Nature Network Blogging Conference

I was at Nature yesterday and talked to Matt Brown who runs Nature Network. He's setting up a meeting - see Science Blogging Conference: Full Steam Ahead . The date seems to have crystallised on 2008-08-30 in London at the Royal Institution.

This is a great way to spend a Saturday - the RI is worth a visit in itself. And so is London.

We sat in a cafe opposite the British Museum and talked about why blogs and social networks do and don't work.

Nature Networks also runs RL meetings and I'm much in favour of this. Blogs and other social networks can be good ways of meeting and taking a shared purpose forward. Are they a good way of developing that social purpose? Sometimes, but sometimes it helps to meet IRL.
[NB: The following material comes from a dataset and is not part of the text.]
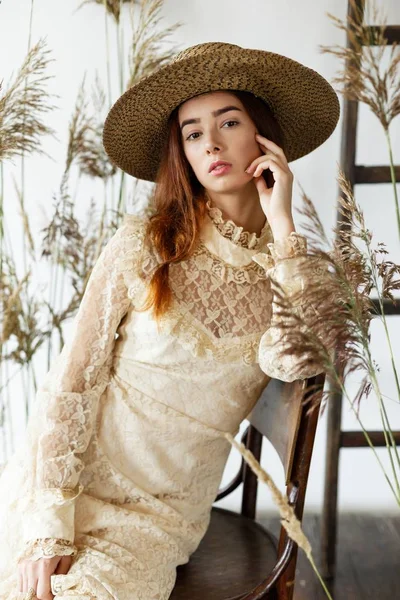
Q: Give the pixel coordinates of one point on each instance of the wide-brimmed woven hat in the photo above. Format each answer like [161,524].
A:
[302,101]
How about a grand challenge project? Open drug discovery? With Open Notebook science? GSK has just put (Gavin Baker reports) all their cell lines into the "public domain" (not sure exactly what licence or antilicence, and I'll blog that later). What could the blogosphere do with that? It could be enormous.

And, by chance, Matt studied at York and worked in the lab run by crystallographers Guy and Eleanor Dodson who I was just off to meet at the Wellcome building. They remember him.
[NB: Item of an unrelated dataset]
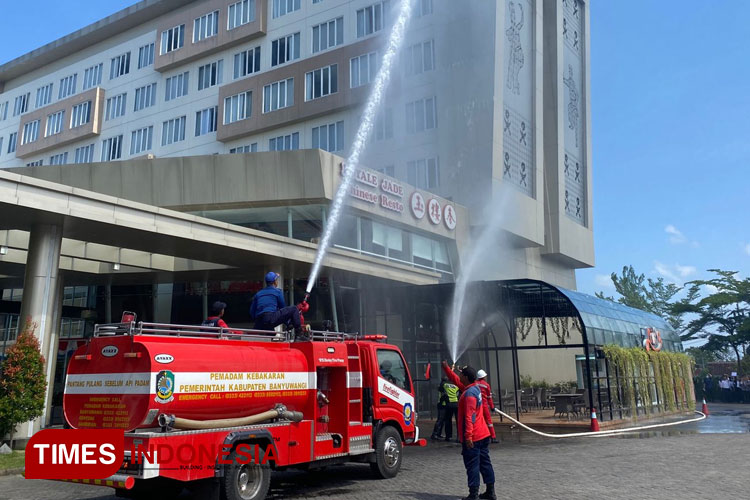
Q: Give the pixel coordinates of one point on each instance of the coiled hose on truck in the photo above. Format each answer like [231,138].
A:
[279,411]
But the Wellcome and crystallography in 1951 is a separate post.

Another reason why Data must be Open

Ben Goldacre (The Guardian columnist on "Bad Science") has unearthed a superb interchange between a scientist and the creationists. Richard Lenski's replies are tours de force and quite apart from rebutting the criticisms they could be read by undergraduate scientists as an example of excellent scientific practice. It's worth emphasizing that good scientists live in the daily concern that their data must be validatable, reproducible.
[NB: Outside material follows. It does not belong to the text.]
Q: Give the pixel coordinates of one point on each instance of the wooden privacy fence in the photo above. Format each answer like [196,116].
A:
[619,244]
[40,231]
The discussion is classic and a must-read. It's long and according to your makeup will leave you laughing, weeping or raging. I append Ben's summary below. But read the discussion

Inter alia RL was attacked by the creationists for failing to provide data to support his claims. RL replies that the data were in the paper but his attacker wilfully failed to understand this (and possibly failed to read the paper anyway). It is absolutely clear that RL provided everything that any responsble scientist would.

Here are some snippets:

Schlafly (Creationist): Submission guidelines for the Proceedings of the National Academy of Science state that "(viii) Materials and Data Availability. To allow others to replicate and build on work published in PNAS, authors must make materials, data, and associated protocols available to readers. Authors must disclose upon submission of the manuscript any restrictions on the availability of materials or information." Also, your work was apparently funded by taxpayers, providing further reason for making the data publicly available.

Please post the data supporting your remarkable claims so that we can review it, and note where in the data you find justification for your conclusions.


Dear Mr. Schlafly:

I suggest you might want to read our paper itself, which is available for download at most university libraries and is also posted as publication #180 on my website. Here’s a brief summary that addresses your three points....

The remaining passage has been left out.